Relationships: To the above considerations we add temperament similarities and differences, the relative Capacitances of the people involved, the developmental stage of the relationship (inspiration stage, perspiration stage, and finishing and polishing tasks make very different demands that affect people of different temperaments in different ways), and the creative edge of the relationships as process—where potential for new Aliveness in the relationship most resides. Cultural Patterning in Time context is a major variable when it comes to relationship options (in general—for example, whether intimate bonds are determined by matchmakers or romantic choice—and specifically in our time, with regard to the potential for Whole-Person relationship.)

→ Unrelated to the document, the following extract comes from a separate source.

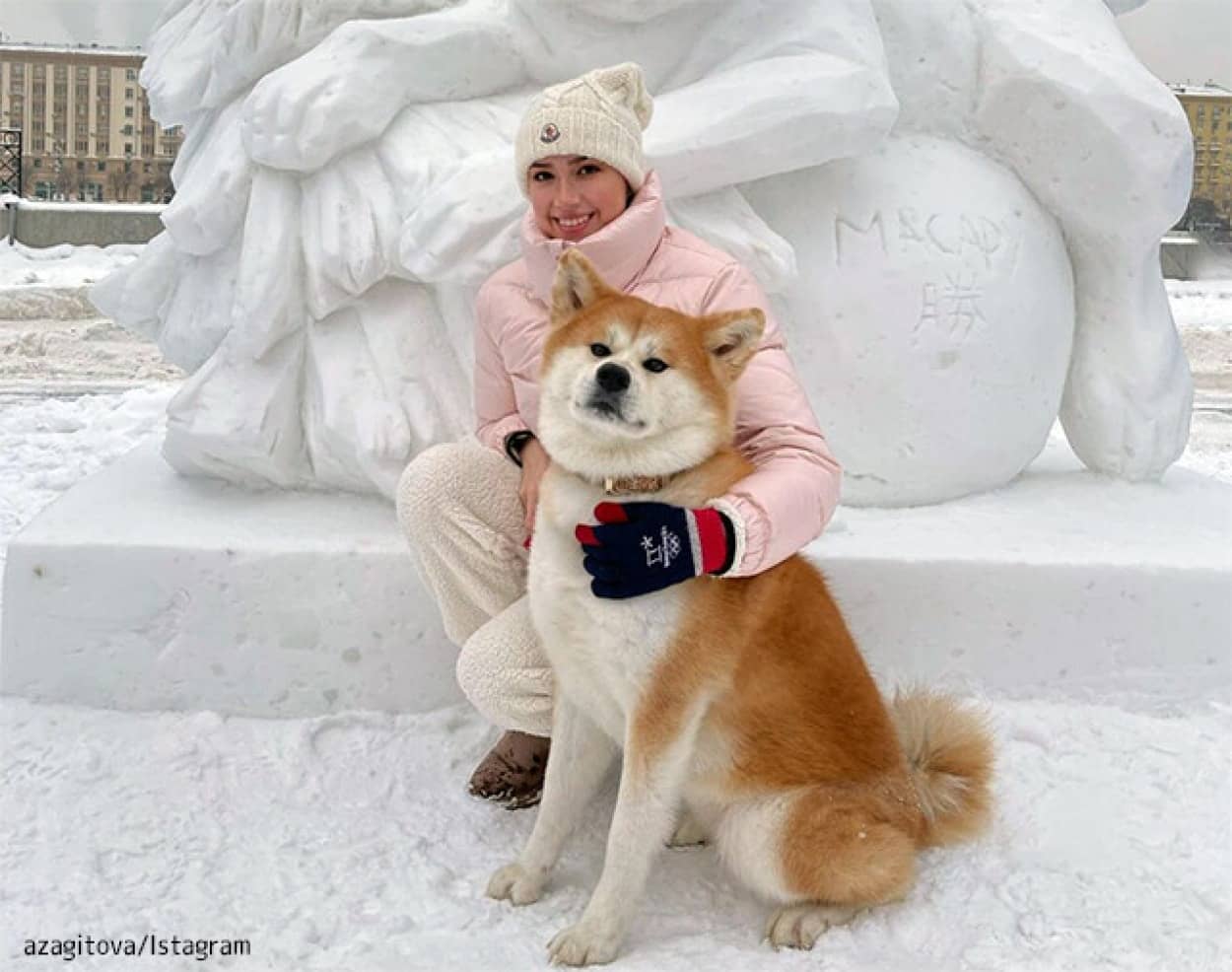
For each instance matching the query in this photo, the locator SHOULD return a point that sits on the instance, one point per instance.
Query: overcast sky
(1178, 39)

Organizations: A full CST analysis of the health and functioning of an organization draws on all our patterning tools. With regard to Patterning in Time we are most interested in the developmental stage of the organization and the creative stage at which key projects reside (with the individual developmental stage of key personnel and of the organization’s target population if it has one also often important factors). Questions of Cultural Patterning in Time context may become centrally important if an organization functions internationally or if culturally Mature contribution, leadership, and organizational functioning are considerations (as more and more they must be for any organization that wants to be vital and attract the best people).
Patterning in Space organizational concerns include the organization’s creative role (Early-Axis, Middle-Axis, and Late-Axis organizations require very different organizational cultures and different approaches to leadership and management). They also include the temperaments of key people, how those temperaments match or don’t match expectations and demands of particular organizational functions, and the potential synergies and conflicts that temperament differences in particular relationships might be expected to produce.

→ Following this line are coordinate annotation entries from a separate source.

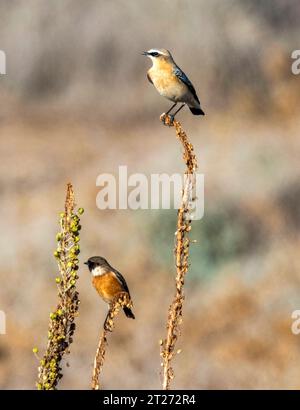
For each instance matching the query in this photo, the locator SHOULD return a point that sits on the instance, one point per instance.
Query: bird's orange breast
(107, 285)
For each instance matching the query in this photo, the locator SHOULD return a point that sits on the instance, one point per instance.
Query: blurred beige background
(75, 102)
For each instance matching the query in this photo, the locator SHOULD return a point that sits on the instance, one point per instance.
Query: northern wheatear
(171, 82)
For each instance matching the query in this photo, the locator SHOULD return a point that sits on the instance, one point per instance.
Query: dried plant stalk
(120, 301)
(62, 320)
(181, 250)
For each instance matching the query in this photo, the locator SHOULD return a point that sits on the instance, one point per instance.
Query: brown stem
(181, 253)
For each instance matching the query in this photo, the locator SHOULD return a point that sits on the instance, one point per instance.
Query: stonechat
(108, 282)
(171, 82)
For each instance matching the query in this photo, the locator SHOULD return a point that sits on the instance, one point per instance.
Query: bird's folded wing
(121, 280)
(180, 74)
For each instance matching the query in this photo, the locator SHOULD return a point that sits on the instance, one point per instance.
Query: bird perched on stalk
(171, 82)
(108, 282)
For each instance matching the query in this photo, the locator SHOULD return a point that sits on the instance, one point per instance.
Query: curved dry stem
(62, 320)
(181, 250)
(120, 301)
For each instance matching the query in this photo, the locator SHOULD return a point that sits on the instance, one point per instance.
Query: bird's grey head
(158, 53)
(96, 261)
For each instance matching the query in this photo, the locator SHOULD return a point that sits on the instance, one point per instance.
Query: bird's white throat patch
(98, 271)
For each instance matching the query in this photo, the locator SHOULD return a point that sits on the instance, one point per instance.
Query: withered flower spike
(181, 252)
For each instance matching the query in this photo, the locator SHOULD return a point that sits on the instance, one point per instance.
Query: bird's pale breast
(167, 83)
(107, 286)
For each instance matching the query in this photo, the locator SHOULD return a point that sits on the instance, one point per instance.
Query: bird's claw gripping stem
(167, 119)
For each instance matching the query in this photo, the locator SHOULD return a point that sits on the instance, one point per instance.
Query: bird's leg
(107, 325)
(165, 114)
(173, 106)
(176, 112)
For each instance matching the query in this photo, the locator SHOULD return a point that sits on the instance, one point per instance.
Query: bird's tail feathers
(128, 312)
(197, 111)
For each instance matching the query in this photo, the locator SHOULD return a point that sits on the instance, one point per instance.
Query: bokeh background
(75, 103)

Whole-Systems organizational concerns include the Capacitance of the organization as a whole and the Capacitance demands of the particular challenges the organization faces. They also include the Capacitances and creative-edges of key people. And they include sensitivity to ways the system as a whole and specific individuals within it can respond when overly stressed. Key to the organization’s vitality is attention to where the growing edge of the organizational culture/contribution lies—where new organizational Aliveness/creative substance is most likely to be found.

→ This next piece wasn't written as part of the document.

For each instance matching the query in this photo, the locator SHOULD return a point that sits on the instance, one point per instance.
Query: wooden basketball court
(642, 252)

Nations and the Planet: The Patterning in Time variables of creative stage and where policy resides with regard to the tasks of Cultural Maturity present the most pivotal CST concerns. Patterning in Space reflections on the functions of different aspects of culture—government, business, science, religions—can help with the development of culturally mature perspective. Capacitance concerns also have an essential place, from understanding the Capacitance demands of particular cultural tasks to the ultimate question of whether we as a species can make manifest sufficient Capacitance to effectively confront (bring sufficient wisdom to) the challenges before us.